今回の舞台は世のカップル達の定番デートスポット、カラオケボックス!タケシはそのイケメンボイスでエリを虜にすることができるのか、はたまた虜にされてしまうのか…!?

登場人物

川野武 16歳 高2 178cm

中山絵理 17歳 高3 152cm

竹村友恵 18歳 高3 161cm


―ある夏の日の放課後。


テニス部の川野武は、部活に向かうため、いつものように渡り廊下をやや早足で歩いていた。すると…。


「川野くん、ちょっといい?」

「え?…あ、竹村先輩…。」


棋道部部長で、武の恋人の絵理の親友、竹村友恵から不意に呼び止められた。


武は普段、友恵と二人だけで話をすることはめったになかったので、少し意外な感じがした。


「どうしたんですか?竹村先輩。」

「あのね、ちょっと聞いて欲しい話があるの。」

「何ですか?」

「その前に…いつも絵理と一緒にいてくれて、本当にありがとうね。あの子、本当に毎日楽しそうで。
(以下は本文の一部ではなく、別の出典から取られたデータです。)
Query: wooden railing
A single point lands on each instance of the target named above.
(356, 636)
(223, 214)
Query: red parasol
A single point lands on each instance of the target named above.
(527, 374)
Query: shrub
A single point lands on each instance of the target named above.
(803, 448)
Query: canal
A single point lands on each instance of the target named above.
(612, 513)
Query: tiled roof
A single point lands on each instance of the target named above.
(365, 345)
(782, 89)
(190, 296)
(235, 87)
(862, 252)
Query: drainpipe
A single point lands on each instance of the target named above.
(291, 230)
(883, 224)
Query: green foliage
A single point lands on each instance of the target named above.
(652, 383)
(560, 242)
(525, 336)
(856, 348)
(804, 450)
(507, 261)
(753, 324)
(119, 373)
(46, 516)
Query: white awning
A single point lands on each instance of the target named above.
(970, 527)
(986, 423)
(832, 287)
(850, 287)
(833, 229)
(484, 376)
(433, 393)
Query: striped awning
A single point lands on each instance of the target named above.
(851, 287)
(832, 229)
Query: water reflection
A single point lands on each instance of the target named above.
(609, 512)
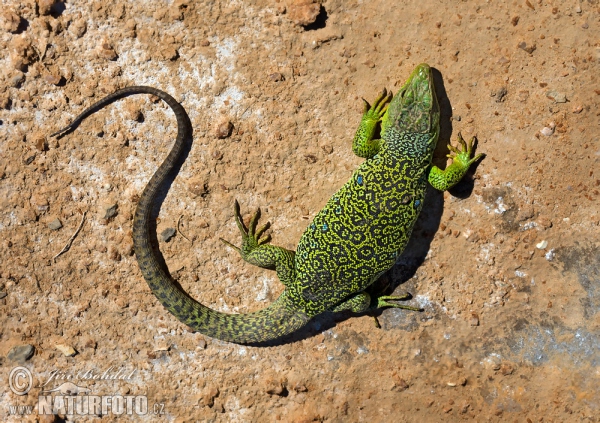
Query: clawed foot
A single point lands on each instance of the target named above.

」

「え?…いえ、俺の方こそ、感謝の気持ちでいっぱいです。えりちゃ…中山さんと一緒にいると、本当に心が弾んで…。」


友恵は武の礼儀正しさを目の当たりにして、優美な微笑みを浮かべた。


「ふふっ、いいのよ。えりちゃんって呼んであげなさい。それでね、話っていうのは…。」

「はい。」

「…絵理のこと、よろしく頼むわね。」

「え?あ、はい、でもどうしてそんな…?」

「あの子はね、天真爛漫で明るくて、悩みなんて無縁に見えるかもしれないけど、本当はとっても繊細なところがある子なの。誰かの何気ない一言で、深く傷付いてしまったり…いつも元気に振る舞っているけれど、私には分かるのよ。だけどね…」

「…はい。」

「あなたが隣にいてくれれば、あの子は何度だって立ち上がれる。私はそう確信してるの。だから……頼んだわよ、川野くん。」

「……はい。俺がどこまで役に立てるか分からないですが、精一杯彼女を支えます。約束します。」

「ふふっ、……絵理の選択、やっぱり正しかった。」

「?」

「ううん、何でもないわ。足止めしてごめんね。テニス部でしょう?がんばってね。」

「はい!竹村先輩も部活頑張ってください!」


武にも何となく分かっていた。絵理が明るくて芯が強いだけの少女ではないことが。彼女にとっての心安らげる場所。自分がそのような存在になれれば良い。武は心底からそう願うのだった。


そして翌日…。


「やってきましたカラオケボックス!たけしくんっ、今日は歌い倒すよ~!!」


武と絵理は繁華街のカラオケボックスにやって来ていた。定番のデートスポットだが、意外にも付き合い始めてから初めてのカラオケデートだ。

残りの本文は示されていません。